Hannah Leone
Aurora Beacon-News
September 27, 2017

The city of Aurora and its former records manager are asking a federal judge to dismiss a lawsuit alleging they released personal information on seven officers to a gang associate imprisoned because of their police work.

In a July complaint demanding a jury trial, lawyers for the officers stated the city wrongly released their private, personal and protected information in October 2015, mailing “largely unredacted” personnel files to the requester at Menard Correctional Center.

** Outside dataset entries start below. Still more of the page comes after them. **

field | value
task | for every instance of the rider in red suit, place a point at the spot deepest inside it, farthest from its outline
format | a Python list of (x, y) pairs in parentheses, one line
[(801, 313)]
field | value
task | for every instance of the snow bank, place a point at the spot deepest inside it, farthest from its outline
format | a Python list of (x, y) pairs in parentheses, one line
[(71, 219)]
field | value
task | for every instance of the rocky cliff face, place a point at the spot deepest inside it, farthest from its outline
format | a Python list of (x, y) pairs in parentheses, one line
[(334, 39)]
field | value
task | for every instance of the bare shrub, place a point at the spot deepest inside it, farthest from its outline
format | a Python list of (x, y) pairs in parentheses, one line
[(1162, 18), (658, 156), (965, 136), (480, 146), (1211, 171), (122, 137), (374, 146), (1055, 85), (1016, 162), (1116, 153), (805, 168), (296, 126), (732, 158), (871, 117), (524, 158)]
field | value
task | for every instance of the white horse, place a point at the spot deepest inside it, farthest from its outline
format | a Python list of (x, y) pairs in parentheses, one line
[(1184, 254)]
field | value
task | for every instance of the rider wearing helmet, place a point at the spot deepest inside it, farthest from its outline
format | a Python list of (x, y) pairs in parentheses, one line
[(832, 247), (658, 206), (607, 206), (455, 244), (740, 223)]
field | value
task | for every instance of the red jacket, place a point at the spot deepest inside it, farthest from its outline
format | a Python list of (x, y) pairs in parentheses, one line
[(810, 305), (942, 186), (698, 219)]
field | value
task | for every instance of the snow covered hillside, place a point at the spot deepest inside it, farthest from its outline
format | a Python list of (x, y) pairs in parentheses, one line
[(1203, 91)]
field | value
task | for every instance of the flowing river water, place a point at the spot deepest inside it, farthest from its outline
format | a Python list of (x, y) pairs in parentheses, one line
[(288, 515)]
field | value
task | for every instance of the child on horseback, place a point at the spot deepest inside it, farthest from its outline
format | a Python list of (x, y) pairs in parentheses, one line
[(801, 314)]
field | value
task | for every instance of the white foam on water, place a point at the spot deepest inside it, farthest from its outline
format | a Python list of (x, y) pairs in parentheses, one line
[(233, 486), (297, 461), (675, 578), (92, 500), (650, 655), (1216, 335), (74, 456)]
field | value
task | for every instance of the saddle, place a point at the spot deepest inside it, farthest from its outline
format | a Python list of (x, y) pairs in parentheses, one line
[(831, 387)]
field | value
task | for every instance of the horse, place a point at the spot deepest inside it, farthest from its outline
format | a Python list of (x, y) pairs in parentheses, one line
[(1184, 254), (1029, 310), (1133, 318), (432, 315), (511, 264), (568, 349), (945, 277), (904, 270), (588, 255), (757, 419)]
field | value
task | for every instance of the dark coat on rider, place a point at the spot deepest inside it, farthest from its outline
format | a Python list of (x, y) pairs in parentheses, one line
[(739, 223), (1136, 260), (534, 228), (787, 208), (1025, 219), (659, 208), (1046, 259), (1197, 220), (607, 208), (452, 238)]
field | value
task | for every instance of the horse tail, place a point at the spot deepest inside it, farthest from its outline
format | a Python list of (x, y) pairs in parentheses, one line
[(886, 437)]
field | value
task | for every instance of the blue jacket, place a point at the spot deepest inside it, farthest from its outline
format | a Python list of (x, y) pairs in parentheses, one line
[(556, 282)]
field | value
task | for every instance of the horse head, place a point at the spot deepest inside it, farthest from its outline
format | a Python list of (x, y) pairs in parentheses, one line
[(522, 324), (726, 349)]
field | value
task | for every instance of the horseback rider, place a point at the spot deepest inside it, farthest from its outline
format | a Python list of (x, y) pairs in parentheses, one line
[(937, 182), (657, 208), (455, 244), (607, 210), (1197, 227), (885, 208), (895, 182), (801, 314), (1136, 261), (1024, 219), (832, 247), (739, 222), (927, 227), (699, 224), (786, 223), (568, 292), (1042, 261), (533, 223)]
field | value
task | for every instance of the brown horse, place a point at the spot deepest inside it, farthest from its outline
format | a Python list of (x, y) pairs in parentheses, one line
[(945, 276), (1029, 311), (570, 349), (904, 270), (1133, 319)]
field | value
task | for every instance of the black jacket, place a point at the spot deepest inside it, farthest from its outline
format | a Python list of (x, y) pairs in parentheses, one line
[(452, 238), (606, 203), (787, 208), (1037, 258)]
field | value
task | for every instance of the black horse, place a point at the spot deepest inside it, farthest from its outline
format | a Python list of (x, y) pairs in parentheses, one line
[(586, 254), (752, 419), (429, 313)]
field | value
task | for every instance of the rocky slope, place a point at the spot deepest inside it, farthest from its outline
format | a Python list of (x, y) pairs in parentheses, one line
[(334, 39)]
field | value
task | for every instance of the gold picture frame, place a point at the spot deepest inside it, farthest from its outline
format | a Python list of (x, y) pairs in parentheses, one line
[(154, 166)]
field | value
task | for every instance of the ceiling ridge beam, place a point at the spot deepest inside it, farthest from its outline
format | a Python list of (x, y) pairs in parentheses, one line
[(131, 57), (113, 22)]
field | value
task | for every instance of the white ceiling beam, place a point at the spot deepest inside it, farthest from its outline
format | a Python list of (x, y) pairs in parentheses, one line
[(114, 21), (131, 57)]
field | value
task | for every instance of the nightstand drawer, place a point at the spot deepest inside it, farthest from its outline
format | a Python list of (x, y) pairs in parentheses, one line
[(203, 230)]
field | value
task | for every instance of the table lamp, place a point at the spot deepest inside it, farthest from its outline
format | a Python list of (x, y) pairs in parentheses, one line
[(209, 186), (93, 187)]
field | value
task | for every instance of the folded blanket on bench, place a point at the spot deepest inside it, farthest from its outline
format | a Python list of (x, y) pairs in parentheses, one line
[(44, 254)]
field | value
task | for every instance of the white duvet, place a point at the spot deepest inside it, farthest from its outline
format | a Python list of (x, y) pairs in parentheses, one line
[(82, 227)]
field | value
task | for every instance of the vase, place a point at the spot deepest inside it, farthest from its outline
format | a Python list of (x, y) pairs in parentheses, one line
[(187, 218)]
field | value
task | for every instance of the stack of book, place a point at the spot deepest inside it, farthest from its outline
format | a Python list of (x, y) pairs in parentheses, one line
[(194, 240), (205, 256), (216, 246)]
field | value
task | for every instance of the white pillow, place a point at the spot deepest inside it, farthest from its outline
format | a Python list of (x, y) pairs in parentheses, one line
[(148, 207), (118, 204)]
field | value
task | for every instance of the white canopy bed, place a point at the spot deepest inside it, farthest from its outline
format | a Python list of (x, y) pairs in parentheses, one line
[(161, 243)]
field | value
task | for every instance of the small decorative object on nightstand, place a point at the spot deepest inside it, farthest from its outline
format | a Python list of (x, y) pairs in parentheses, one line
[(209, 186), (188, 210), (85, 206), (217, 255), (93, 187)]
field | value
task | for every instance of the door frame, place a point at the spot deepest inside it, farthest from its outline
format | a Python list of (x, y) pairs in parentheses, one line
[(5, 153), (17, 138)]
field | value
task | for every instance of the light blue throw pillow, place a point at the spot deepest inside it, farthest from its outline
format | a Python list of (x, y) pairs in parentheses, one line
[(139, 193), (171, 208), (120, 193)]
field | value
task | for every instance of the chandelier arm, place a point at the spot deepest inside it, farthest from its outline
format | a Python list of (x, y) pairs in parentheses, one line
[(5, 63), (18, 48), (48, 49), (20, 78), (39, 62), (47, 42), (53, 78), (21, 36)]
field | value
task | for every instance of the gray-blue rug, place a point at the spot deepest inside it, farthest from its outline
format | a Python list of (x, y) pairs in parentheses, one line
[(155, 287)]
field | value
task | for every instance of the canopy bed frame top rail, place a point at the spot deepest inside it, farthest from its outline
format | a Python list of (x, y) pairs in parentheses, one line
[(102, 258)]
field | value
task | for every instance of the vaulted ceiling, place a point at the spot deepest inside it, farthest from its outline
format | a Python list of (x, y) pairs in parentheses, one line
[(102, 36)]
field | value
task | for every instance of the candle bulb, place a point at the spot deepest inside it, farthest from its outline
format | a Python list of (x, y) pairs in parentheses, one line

The city and former records manager Jo Ann Osberg last week jointly filed both an answer and a motion to dismiss the lawsuit in U.S. District Court. A memorandum supporting the dismissal motion stated both of the suit’s federal claims should be dismissed because there’s “no substantive due process right to ‘informational privacy.'”

Meredith Buckley and Seth Halpern, of Chicago-based law firm Malkinson & Halpern, filed the suit on behalf of John Munn, Darrell Moore, Marco Gomez, Armando Montemayor, Arturo Montemayor, Michael Nilles and Leonard Casamassimo, who are all officers or investigators with the Aurora Police Department, and their spouses and children.

John Murphey and Amber Samuelson of Rosenthal, Murphey, Coblentz & Donahue are representing both the city and Osberg in the case.

While Osberg was the city’s Freedom of Information Act manager, she didn’t have final policy-making authority for FOIA responses within the police department, according to the filings. Osberg was placed on paid administrative leave Dec. 12 and had a severance date of March 31, according to records in her personnel file.